Kind of lost, I tried letting u=x+1, then follow through, but my answer does not match up with the right answer

the square root goes over the entire quantity $\displaystyle x+1$

thanks
• Feb 29th 2008, 05:36 PM
TwistedOne151
make the u substitution $\displaystyle u=\sqrt{x+1}$. Then $\displaystyle x=u^2-1$, and $\displaystyle dx=2u\,du$. When you make this subtitution, factor the numerator and the denominator (they're both polynomials) and cancel common factors.

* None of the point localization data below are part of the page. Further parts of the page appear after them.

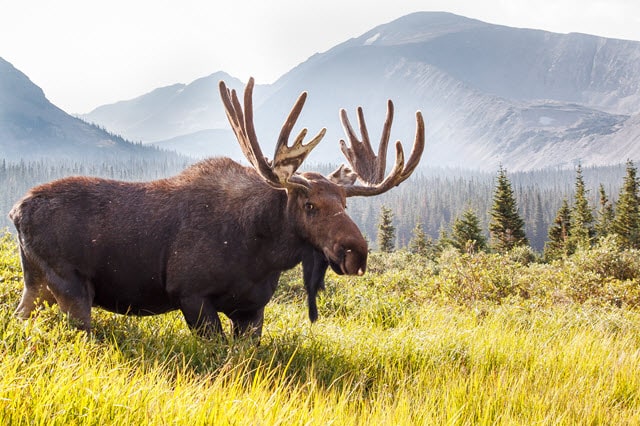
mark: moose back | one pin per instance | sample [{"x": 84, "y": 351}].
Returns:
[{"x": 213, "y": 239}]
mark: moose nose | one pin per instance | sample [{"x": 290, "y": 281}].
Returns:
[{"x": 354, "y": 260}]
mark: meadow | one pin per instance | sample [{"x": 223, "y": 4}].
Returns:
[{"x": 458, "y": 340}]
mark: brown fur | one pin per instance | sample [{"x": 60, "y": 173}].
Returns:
[{"x": 212, "y": 239}]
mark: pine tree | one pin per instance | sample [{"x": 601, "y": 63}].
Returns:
[
  {"x": 626, "y": 222},
  {"x": 506, "y": 227},
  {"x": 557, "y": 245},
  {"x": 466, "y": 234},
  {"x": 539, "y": 225},
  {"x": 386, "y": 231},
  {"x": 582, "y": 231},
  {"x": 605, "y": 215}
]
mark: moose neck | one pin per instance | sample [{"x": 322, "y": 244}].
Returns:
[{"x": 276, "y": 230}]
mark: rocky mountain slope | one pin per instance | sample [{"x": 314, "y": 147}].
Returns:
[
  {"x": 31, "y": 127},
  {"x": 491, "y": 95}
]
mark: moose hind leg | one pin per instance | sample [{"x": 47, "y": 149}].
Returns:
[
  {"x": 201, "y": 316},
  {"x": 247, "y": 323}
]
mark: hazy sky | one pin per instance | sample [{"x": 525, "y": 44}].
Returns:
[{"x": 86, "y": 53}]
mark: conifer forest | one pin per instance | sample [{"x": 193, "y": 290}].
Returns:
[{"x": 433, "y": 199}]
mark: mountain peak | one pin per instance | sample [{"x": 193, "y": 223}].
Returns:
[{"x": 418, "y": 27}]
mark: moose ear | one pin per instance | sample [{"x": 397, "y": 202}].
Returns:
[{"x": 343, "y": 175}]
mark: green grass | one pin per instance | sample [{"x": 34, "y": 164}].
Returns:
[{"x": 469, "y": 340}]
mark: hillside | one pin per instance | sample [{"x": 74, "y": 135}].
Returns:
[
  {"x": 491, "y": 94},
  {"x": 31, "y": 127}
]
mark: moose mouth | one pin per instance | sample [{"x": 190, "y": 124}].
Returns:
[{"x": 347, "y": 262}]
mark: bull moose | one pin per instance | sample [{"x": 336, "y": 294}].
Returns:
[{"x": 212, "y": 239}]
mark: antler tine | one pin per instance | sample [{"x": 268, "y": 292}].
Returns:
[
  {"x": 242, "y": 125},
  {"x": 287, "y": 159},
  {"x": 400, "y": 171},
  {"x": 369, "y": 167}
]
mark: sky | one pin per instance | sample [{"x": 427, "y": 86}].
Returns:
[{"x": 87, "y": 53}]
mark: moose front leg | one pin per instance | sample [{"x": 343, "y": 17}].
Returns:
[{"x": 201, "y": 316}]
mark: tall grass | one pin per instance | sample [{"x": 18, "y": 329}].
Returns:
[{"x": 397, "y": 346}]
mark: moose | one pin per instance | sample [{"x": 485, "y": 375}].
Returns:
[{"x": 212, "y": 239}]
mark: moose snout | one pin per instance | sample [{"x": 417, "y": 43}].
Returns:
[{"x": 355, "y": 263}]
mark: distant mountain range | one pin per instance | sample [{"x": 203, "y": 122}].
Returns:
[
  {"x": 31, "y": 127},
  {"x": 491, "y": 95}
]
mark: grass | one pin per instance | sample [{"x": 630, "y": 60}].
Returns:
[{"x": 397, "y": 346}]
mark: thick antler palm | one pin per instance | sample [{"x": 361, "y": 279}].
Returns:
[
  {"x": 287, "y": 159},
  {"x": 369, "y": 167}
]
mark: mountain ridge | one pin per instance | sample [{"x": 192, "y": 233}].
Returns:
[{"x": 490, "y": 95}]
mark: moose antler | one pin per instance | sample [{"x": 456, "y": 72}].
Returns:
[
  {"x": 369, "y": 167},
  {"x": 286, "y": 160}
]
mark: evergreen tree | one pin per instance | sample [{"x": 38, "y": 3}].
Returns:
[
  {"x": 581, "y": 217},
  {"x": 605, "y": 215},
  {"x": 557, "y": 245},
  {"x": 506, "y": 227},
  {"x": 466, "y": 234},
  {"x": 627, "y": 215},
  {"x": 419, "y": 243},
  {"x": 539, "y": 225},
  {"x": 386, "y": 231}
]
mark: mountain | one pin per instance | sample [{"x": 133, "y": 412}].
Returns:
[
  {"x": 31, "y": 127},
  {"x": 490, "y": 94},
  {"x": 168, "y": 112}
]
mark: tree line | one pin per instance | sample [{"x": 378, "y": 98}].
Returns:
[
  {"x": 578, "y": 224},
  {"x": 438, "y": 201}
]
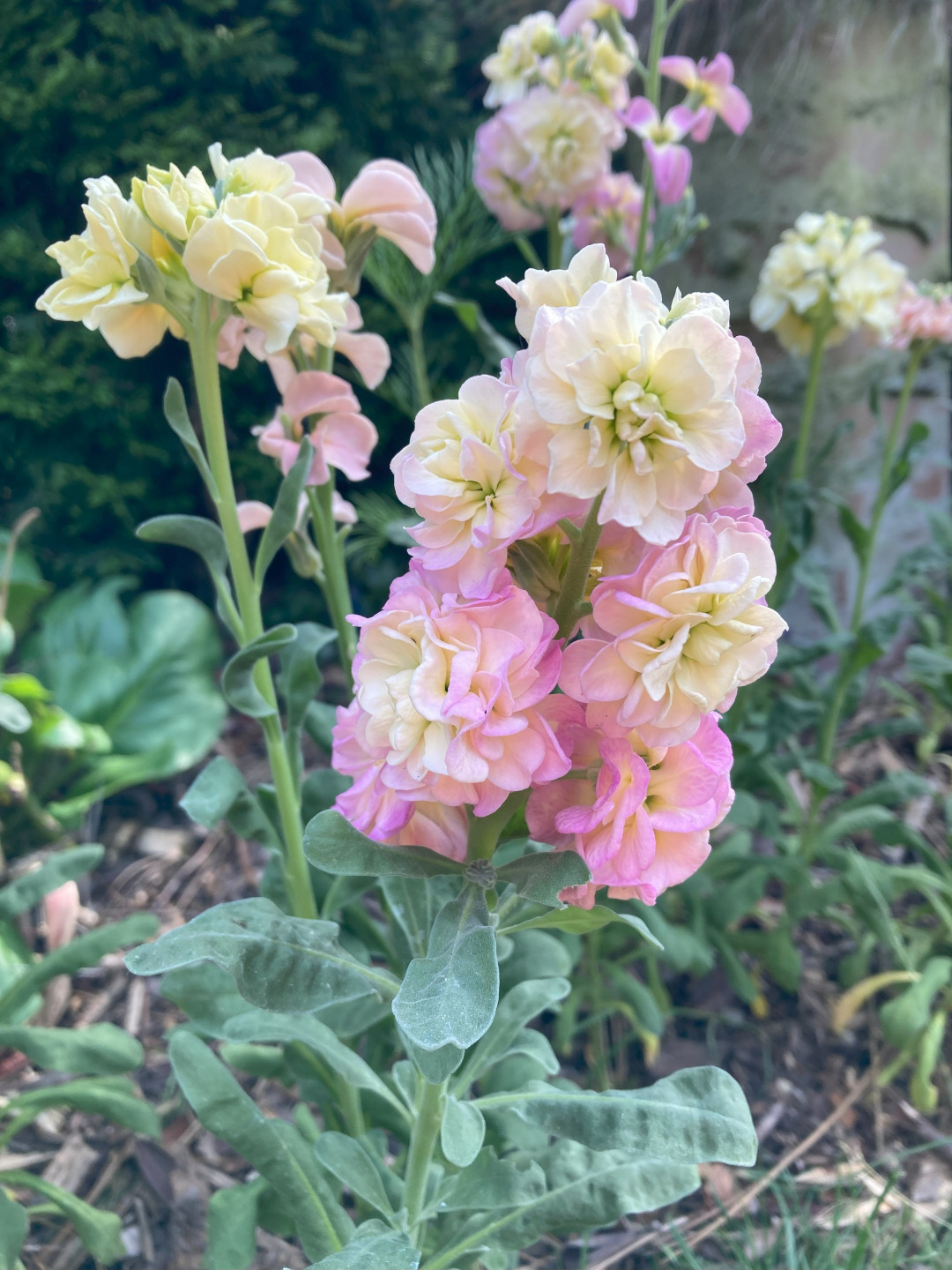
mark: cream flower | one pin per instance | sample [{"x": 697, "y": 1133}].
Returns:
[
  {"x": 559, "y": 288},
  {"x": 257, "y": 254},
  {"x": 172, "y": 201},
  {"x": 97, "y": 286},
  {"x": 639, "y": 406},
  {"x": 825, "y": 271},
  {"x": 678, "y": 637}
]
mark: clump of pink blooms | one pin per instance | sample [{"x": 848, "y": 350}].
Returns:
[
  {"x": 562, "y": 86},
  {"x": 625, "y": 413},
  {"x": 923, "y": 315}
]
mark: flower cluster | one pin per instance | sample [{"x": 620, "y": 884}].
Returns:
[
  {"x": 828, "y": 273},
  {"x": 629, "y": 426},
  {"x": 562, "y": 86},
  {"x": 268, "y": 242},
  {"x": 923, "y": 315}
]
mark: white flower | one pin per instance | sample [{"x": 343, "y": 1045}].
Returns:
[
  {"x": 825, "y": 271},
  {"x": 257, "y": 254},
  {"x": 97, "y": 285},
  {"x": 559, "y": 288},
  {"x": 636, "y": 404},
  {"x": 173, "y": 201}
]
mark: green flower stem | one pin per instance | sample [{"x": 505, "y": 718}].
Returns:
[
  {"x": 652, "y": 92},
  {"x": 337, "y": 588},
  {"x": 828, "y": 735},
  {"x": 882, "y": 493},
  {"x": 555, "y": 239},
  {"x": 485, "y": 830},
  {"x": 205, "y": 363},
  {"x": 813, "y": 383},
  {"x": 418, "y": 361},
  {"x": 423, "y": 1140},
  {"x": 571, "y": 598}
]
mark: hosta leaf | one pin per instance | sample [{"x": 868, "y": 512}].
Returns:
[
  {"x": 86, "y": 950},
  {"x": 450, "y": 996},
  {"x": 28, "y": 889},
  {"x": 374, "y": 1247},
  {"x": 101, "y": 1050},
  {"x": 541, "y": 875},
  {"x": 273, "y": 1147},
  {"x": 692, "y": 1117},
  {"x": 334, "y": 845},
  {"x": 98, "y": 1231},
  {"x": 279, "y": 963}
]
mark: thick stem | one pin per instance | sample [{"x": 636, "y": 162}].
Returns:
[
  {"x": 337, "y": 587},
  {"x": 418, "y": 362},
  {"x": 205, "y": 363},
  {"x": 423, "y": 1140},
  {"x": 652, "y": 92},
  {"x": 882, "y": 493},
  {"x": 576, "y": 574},
  {"x": 555, "y": 239},
  {"x": 813, "y": 383}
]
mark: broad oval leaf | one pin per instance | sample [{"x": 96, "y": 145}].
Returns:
[
  {"x": 334, "y": 845},
  {"x": 280, "y": 963},
  {"x": 450, "y": 996}
]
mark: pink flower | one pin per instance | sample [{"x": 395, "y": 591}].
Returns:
[
  {"x": 579, "y": 11},
  {"x": 611, "y": 213},
  {"x": 677, "y": 637},
  {"x": 542, "y": 152},
  {"x": 923, "y": 314},
  {"x": 671, "y": 163},
  {"x": 342, "y": 437},
  {"x": 385, "y": 196},
  {"x": 640, "y": 817},
  {"x": 711, "y": 90},
  {"x": 450, "y": 692},
  {"x": 476, "y": 493},
  {"x": 762, "y": 433}
]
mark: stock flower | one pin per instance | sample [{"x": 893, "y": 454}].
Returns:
[
  {"x": 639, "y": 404},
  {"x": 611, "y": 213},
  {"x": 639, "y": 816},
  {"x": 461, "y": 473},
  {"x": 450, "y": 692},
  {"x": 541, "y": 153},
  {"x": 825, "y": 271},
  {"x": 923, "y": 314},
  {"x": 342, "y": 437},
  {"x": 579, "y": 11},
  {"x": 557, "y": 288},
  {"x": 671, "y": 161},
  {"x": 256, "y": 253},
  {"x": 173, "y": 201},
  {"x": 675, "y": 638},
  {"x": 711, "y": 90},
  {"x": 97, "y": 286}
]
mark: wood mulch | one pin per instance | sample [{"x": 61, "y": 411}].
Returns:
[{"x": 798, "y": 1074}]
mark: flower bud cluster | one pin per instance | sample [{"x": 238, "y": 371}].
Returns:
[
  {"x": 632, "y": 427},
  {"x": 828, "y": 272}
]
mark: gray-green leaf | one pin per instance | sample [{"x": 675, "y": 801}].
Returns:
[{"x": 450, "y": 996}]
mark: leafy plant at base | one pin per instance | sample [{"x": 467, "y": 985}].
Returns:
[{"x": 97, "y": 1056}]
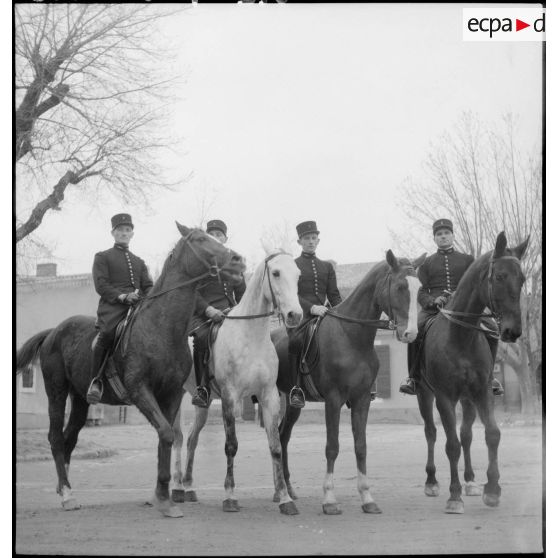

The result is easily integrable.
--Kevin C.
• Feb 29th 2008, 05:40 PM
galactus

Let $\displaystyle u=x+1, \;\ du=dx, \;\ u-1=x$

Make the subs and you get:

$\displaystyle \frac{1-u}{u-\sqrt{u}}=\frac{-1}{\sqrt{u}}-1$

Now integrate that. Easier, huh?.
• Feb 29th 2008, 05:46 PM
polymerase
Quote:

Originally Posted by doctorgk
$\displaystyle \int \frac{-x}{(x+1)-\sqrt (x+1)} dx$

Kind of lost, I tried letting u=x+1, then follow through, but my answer does not match up with the right answer

the square root goes over the entire quantity $\displaystyle x+1$

thanks

You can also make the substitution $\displaystyle u^2=x+1$, you would end up integrating $\displaystyle -2\int u+1\:du$